Artificial Intelligence
AI Red Team Engineer
Last updated
AI Red Team Engineers systematically attack machine learning systems, large language models, and AI-powered products to find safety failures, exploitable behaviors, and alignment gaps before adversaries or end users do. They design adversarial test suites, execute jailbreaking and prompt injection campaigns, evaluate model outputs for harmful content, and work directly with safety and model teams to harden deployments against real-world misuse.
Role at a glance
- Typical education
- Bachelor's or master's in computer science, with ML or security specialization
- Typical experience
- 3–6 years in adversarial ML, offensive security, or AI safety evaluation
- Key certifications
- OSCP, GPEN, CEH (security baseline), MITRE ATLAS practitioner training — no single dominant cert; published research and documented findings often outweigh credentials
- Top employer types
- Frontier AI labs, enterprise AI security teams, government contractors, defense agencies, AI-focused consulting firms
- Growth outlook
- Rapidly expanding demand driven by regulatory mandates, enterprise AI adoption, and agentic system deployment; headcount at frontier labs and enterprise security teams is growing faster than the qualified candidate pool
- AI impact (through 2030)
- Strong tailwind — automated adversarial LLMs are amplifying individual red-team engineer output dramatically, but the role is expanding faster than automation can cover it as agentic AI deployments multiply the attack surface requiring evaluation.

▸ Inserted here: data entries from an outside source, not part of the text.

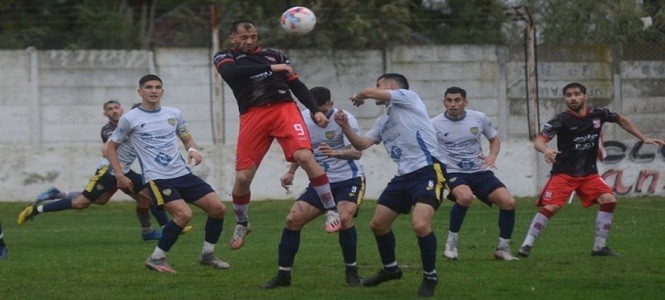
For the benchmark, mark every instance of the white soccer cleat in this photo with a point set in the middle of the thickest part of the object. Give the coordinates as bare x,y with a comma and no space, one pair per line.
333,224
504,254
450,252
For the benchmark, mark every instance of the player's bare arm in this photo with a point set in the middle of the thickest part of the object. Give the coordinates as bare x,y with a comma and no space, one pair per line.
359,142
540,144
190,145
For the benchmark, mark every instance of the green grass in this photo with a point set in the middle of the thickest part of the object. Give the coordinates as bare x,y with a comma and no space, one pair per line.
97,253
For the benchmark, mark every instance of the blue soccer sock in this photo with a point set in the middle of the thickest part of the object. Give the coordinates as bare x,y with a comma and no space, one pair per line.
457,214
348,239
159,214
62,204
427,246
386,245
170,235
213,230
506,223
288,247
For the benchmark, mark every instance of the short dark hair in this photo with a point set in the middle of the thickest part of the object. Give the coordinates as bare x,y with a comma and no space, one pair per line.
455,90
233,28
574,85
321,95
149,77
112,101
399,78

Duties and responsibilities
- Design and execute adversarial attack campaigns against LLMs including prompt injection, jailbreaking, and goal hijacking techniques
- Build automated red-teaming pipelines using adversarial LLMs, fuzzing frameworks, and structured attack taxonomies like MITRE ATLAS
- Evaluate model outputs for harmful content, bias amplification, misinformation generation, and dangerous capability elicitation
- Develop and maintain benchmark suites that measure model robustness across safety-relevant scenarios and edge-case distributions
- Collaborate with alignment and RLHF teams to translate red-team findings into training signal and policy-level mitigations
- Perform threat modeling on AI-integrated product features, identifying attack surfaces introduced by agentic and tool-using model architectures
- Document and triage discovered vulnerabilities using severity frameworks adapted from CVE and CVSS for AI-specific failure modes
- Conduct structured elicitation tests for uplift risk in dual-use domains including biosecurity, cyberweapons, and critical infrastructure
- Coordinate external red-team exercises and bug bounty programs, scoping engagements and synthesizing third-party findings into actionable reports
- Present findings and risk assessments to safety leadership, policy teams, and external auditors including pre-deployment review boards
- Present findings and risk assessments to safety leadership, policy teams, and external auditors including pre-deployment review boards
Overview
AI Red Team Engineers are adversarial thinkers embedded inside AI development organizations — their job is to find what breaks before external actors do. In the context of large language models and AI-powered products, "breaking" encompasses a wide range: eliciting harmful content, bypassing safety filters, extracting sensitive training data, manipulating agentic systems into executing unintended actions, and demonstrating that a model can provide meaningful uplift for someone attempting to cause serious harm.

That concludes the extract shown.